Glossary

Analysis
The process of breaking the text of a field into individual terms to be indexed. This consists of tokenizing the text into terms, and then optionally filtering the tokenized terms (for example, lowercasing and removing stop words). Whoosh includes several different analyzers.
Corpus
The set of documents you are indexing.
Documents
The individual pieces of content you want to make searchable. The word “documents” might imply files, but the data source could really be anything – articles in a content management system, blog posts in a blogging system, chunks of a very large file, rows returned from an SQL query, individual email messages from a mailbox file, or whatever. When you get search results from Whoosh, the results are a list of documents, whatever “documents” means in your search engine.
Fields
Each document contains a set of fields. Typical fields might be “title”, “content”, “url”, “keywords”, “status”, “date”, etc. Fields can be indexed (so they’re searchable) and/or stored with the document. Storing the field makes it available in search results. For example, you typically want to store the “title” field so your search results can display it.
Forward index
A table listing every document and the words that appear in the document. Whoosh lets you store term vectors that are a kind of forward index.
Indexing
The process of examining documents in the corpus and adding them to the reverse index.
Postings
The reverse index lists every word in the corpus, and for each word, a list of documents in which that word appears, along with some optional information (such as the number of times the word appears in that document).
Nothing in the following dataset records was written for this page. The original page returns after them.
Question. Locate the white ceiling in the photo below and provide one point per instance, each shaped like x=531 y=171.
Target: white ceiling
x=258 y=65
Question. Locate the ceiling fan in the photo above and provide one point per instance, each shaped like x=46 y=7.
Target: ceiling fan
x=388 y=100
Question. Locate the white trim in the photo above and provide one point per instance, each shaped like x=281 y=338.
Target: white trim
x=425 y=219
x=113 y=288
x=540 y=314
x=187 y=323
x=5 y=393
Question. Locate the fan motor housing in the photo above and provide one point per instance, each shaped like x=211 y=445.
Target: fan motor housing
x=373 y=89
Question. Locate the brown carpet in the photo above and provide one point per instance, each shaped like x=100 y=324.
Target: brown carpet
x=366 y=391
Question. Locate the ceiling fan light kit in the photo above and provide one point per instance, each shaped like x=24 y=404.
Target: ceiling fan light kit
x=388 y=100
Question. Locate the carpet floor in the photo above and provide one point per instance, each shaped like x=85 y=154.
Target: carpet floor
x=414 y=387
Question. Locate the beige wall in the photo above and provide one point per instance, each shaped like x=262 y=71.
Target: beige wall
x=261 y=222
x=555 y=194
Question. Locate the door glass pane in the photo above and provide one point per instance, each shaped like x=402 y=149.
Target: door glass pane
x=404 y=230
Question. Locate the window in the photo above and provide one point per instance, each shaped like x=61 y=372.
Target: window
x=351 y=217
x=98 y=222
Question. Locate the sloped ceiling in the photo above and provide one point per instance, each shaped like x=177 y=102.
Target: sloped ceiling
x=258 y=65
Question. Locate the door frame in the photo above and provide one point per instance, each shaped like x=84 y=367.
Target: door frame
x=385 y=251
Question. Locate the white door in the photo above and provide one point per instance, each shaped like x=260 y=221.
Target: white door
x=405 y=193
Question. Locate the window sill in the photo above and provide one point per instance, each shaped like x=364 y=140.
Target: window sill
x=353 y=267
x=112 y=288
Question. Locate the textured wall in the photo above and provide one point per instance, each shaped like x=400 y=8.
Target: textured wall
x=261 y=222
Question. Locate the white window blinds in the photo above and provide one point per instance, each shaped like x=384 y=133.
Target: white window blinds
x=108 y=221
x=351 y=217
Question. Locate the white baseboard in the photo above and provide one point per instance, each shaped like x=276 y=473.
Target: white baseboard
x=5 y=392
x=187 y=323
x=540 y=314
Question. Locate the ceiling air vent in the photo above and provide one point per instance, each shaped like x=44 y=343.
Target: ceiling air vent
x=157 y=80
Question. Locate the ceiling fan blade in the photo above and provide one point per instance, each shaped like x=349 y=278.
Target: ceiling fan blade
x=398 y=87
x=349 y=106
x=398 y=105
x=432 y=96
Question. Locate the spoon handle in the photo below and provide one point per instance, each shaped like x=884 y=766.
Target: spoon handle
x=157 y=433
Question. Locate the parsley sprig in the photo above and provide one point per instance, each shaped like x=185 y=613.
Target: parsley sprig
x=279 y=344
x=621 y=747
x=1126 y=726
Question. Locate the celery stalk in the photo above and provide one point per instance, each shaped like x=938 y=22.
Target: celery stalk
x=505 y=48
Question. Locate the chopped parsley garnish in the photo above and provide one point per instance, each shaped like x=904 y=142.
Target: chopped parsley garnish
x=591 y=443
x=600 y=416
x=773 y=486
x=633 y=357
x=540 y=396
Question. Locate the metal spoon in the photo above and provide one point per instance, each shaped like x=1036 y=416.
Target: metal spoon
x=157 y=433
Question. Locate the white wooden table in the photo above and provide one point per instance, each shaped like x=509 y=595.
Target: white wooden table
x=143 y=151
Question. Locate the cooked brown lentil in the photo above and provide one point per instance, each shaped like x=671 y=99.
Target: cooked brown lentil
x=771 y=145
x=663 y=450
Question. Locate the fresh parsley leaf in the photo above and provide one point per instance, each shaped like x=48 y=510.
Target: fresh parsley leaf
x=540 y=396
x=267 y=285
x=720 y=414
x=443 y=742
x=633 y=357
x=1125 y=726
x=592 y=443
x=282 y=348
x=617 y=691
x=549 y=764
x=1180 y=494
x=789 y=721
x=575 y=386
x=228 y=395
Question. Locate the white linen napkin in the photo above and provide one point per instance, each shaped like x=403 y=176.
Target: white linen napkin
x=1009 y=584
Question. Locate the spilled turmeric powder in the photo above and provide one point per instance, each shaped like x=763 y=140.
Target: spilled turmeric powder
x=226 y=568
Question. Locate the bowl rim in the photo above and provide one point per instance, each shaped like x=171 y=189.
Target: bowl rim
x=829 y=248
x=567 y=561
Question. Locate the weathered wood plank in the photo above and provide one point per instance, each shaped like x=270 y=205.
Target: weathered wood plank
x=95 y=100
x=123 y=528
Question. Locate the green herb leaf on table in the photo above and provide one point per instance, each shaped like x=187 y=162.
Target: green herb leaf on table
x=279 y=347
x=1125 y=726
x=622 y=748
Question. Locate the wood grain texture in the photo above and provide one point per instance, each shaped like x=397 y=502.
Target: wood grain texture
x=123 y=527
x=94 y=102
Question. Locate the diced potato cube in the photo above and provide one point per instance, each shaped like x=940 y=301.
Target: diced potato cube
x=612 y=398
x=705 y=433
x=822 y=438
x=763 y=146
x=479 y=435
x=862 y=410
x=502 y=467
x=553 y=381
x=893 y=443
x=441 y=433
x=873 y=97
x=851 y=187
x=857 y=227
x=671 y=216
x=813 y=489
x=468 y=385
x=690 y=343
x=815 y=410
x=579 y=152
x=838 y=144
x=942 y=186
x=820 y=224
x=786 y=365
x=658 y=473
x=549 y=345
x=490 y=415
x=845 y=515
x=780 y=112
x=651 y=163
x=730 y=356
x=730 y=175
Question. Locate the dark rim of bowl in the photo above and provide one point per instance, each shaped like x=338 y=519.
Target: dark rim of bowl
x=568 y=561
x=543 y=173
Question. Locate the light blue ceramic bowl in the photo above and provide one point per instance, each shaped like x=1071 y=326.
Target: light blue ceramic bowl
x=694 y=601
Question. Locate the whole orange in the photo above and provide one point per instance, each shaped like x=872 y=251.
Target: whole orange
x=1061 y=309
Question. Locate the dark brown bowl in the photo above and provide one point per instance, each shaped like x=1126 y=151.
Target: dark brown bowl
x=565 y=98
These items in the list, containing a document number and any extra information, are called postings. In Whoosh the information stored in postings is customizable for each field.
Reverse index
Basically a table listing every word in the corpus, and for each word, the list of documents in which it appears. It can be more complicated (the index can also list how many times the word appears in each document, the positions at which it appears, etc.) but that’s how it basically works.
Schema
Whoosh requires that you specify the fields of the index before you begin indexing. The Schema associates field names with metadata about the field, such as the format of the postings and whether the contents of the field are stored in the index.
Term vector
A forward index for a certain field in a certain document. You can specify in the Schema that a given field should store term vectors.